Writing for the majority, Justice Breyer reasoned that the Court and SEC have recognized overlapping subsections of Rule 10b-5 and the securities laws and that "we can assume that Janus would remain relevant (and preclude liability) where an individual neither makes nor disseminates false information—provided, of course, that the individual is not involved in some other form of fraud." Ultimately, the Court was persuaded by the concern that if it upheld Lorenzo's arguments, "those who disseminate false statements with the intent to cheat investors might escape liability under the Rule altogether." The bottom line for the Court is that "[t]hose who disseminate false statements with intent to defraud are primarily liable under Rules 10b-5(a) and (c), §10(b), and §17(a)(1), even if they are secondarily liable under Rule 10b-5(b)."
In dissent, Justice Thomas pronounced that "the majority's opinion renders Janus a dead letter" because according to the majority, administrative acts in connection with a fraudulent misstatement qualifies as other forms of fraud subject to liability. He also cautioned that the majority blurs the line between primary and secondary liability in fraudulent misstatement cases: "If Lorenzo's conduct here qualifies for primary liability under §10(b) and Rule 10b-5(a) or (c), then virtually any person who assists with the making of a fraudulent misstatement will be primarily liable and thereby subject not only to SEC enforcement, but private lawsuits."
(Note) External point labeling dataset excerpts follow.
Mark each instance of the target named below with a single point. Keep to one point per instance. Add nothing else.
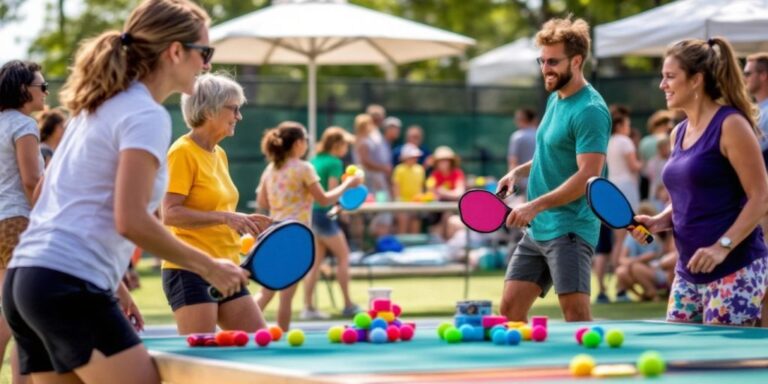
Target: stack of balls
(262, 338)
(474, 322)
(591, 337)
(380, 325)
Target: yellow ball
(386, 315)
(295, 337)
(581, 365)
(246, 244)
(526, 332)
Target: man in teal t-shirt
(571, 143)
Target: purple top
(706, 199)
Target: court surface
(694, 353)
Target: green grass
(418, 296)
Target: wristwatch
(726, 243)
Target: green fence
(474, 121)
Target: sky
(16, 37)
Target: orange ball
(276, 332)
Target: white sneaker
(313, 314)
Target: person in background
(51, 123)
(328, 235)
(200, 209)
(22, 92)
(522, 144)
(408, 184)
(288, 187)
(714, 224)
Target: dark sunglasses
(43, 86)
(205, 51)
(551, 62)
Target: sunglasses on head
(205, 51)
(43, 86)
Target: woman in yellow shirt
(200, 208)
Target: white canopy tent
(510, 64)
(325, 32)
(743, 22)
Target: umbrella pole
(312, 105)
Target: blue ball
(513, 336)
(499, 338)
(467, 332)
(379, 323)
(378, 336)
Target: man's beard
(562, 80)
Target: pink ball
(406, 333)
(580, 333)
(539, 333)
(349, 336)
(263, 337)
(393, 333)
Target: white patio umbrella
(510, 64)
(324, 32)
(743, 22)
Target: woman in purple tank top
(717, 186)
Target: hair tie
(126, 39)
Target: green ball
(651, 364)
(614, 338)
(295, 337)
(591, 339)
(442, 327)
(334, 334)
(362, 320)
(453, 335)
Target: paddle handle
(645, 231)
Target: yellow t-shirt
(409, 180)
(203, 177)
(288, 190)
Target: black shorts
(183, 287)
(58, 320)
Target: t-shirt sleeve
(592, 129)
(308, 174)
(25, 127)
(149, 130)
(181, 171)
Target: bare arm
(136, 172)
(27, 157)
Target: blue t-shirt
(572, 126)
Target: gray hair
(211, 92)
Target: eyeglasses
(234, 108)
(551, 62)
(43, 86)
(205, 51)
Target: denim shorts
(322, 225)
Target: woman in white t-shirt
(22, 92)
(623, 169)
(63, 296)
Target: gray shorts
(565, 261)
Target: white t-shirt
(619, 146)
(72, 226)
(13, 126)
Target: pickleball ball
(334, 334)
(591, 339)
(362, 320)
(581, 365)
(406, 333)
(614, 338)
(295, 337)
(651, 364)
(262, 337)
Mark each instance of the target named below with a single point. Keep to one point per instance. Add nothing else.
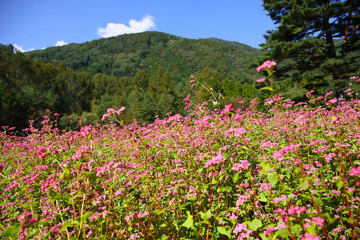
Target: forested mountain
(148, 73)
(124, 55)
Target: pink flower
(239, 131)
(318, 221)
(244, 164)
(239, 228)
(334, 100)
(296, 210)
(260, 80)
(308, 94)
(111, 111)
(269, 230)
(215, 160)
(355, 171)
(266, 65)
(228, 109)
(308, 236)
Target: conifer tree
(316, 42)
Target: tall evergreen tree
(316, 42)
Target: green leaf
(273, 178)
(189, 221)
(225, 231)
(255, 224)
(12, 231)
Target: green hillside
(148, 73)
(124, 55)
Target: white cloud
(60, 43)
(21, 49)
(114, 29)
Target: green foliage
(316, 44)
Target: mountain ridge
(124, 55)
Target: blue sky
(38, 24)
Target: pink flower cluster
(357, 78)
(266, 65)
(111, 111)
(296, 210)
(215, 160)
(260, 80)
(355, 171)
(244, 164)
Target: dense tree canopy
(316, 42)
(144, 72)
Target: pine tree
(316, 42)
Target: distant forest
(148, 73)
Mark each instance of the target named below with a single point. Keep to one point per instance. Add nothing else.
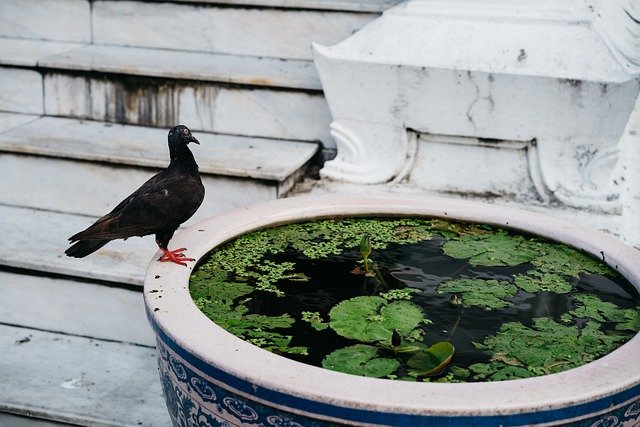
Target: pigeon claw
(175, 256)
According to Justice Thomas, overall the majority created a rule whereby "a person who has not 'made' a fraudulent misstatement within the meaning of Rule 10b-5(b) nevertheless could be held primarily liable for facilitating that same statement; the SEC or plaintiff need only relabel the person's involvement as an 'act,' 'device,' 'scheme,' or 'artifice' that violates Rule 10b-5(a) or (c)." As a result, "Rule 10b-5(b) and §17(a)(2) are rendered entirely superfluous in fraud cases under the majority's reading."
Taking advantage of Lorenzo, Plaintiffs will fashion claims to allege scienter and try casting a wider net to pull in parties who might previously have been considered secondary actors. Because Lorenzo did not challenge the finding of scienter on appeal, the Court was faced with strong evidence of a fraud perpetrated by an investment banker who knowingly sent false information to potential investors. How a court ultimately adjudicates a private civil litigation with less clear facts remains to be seen.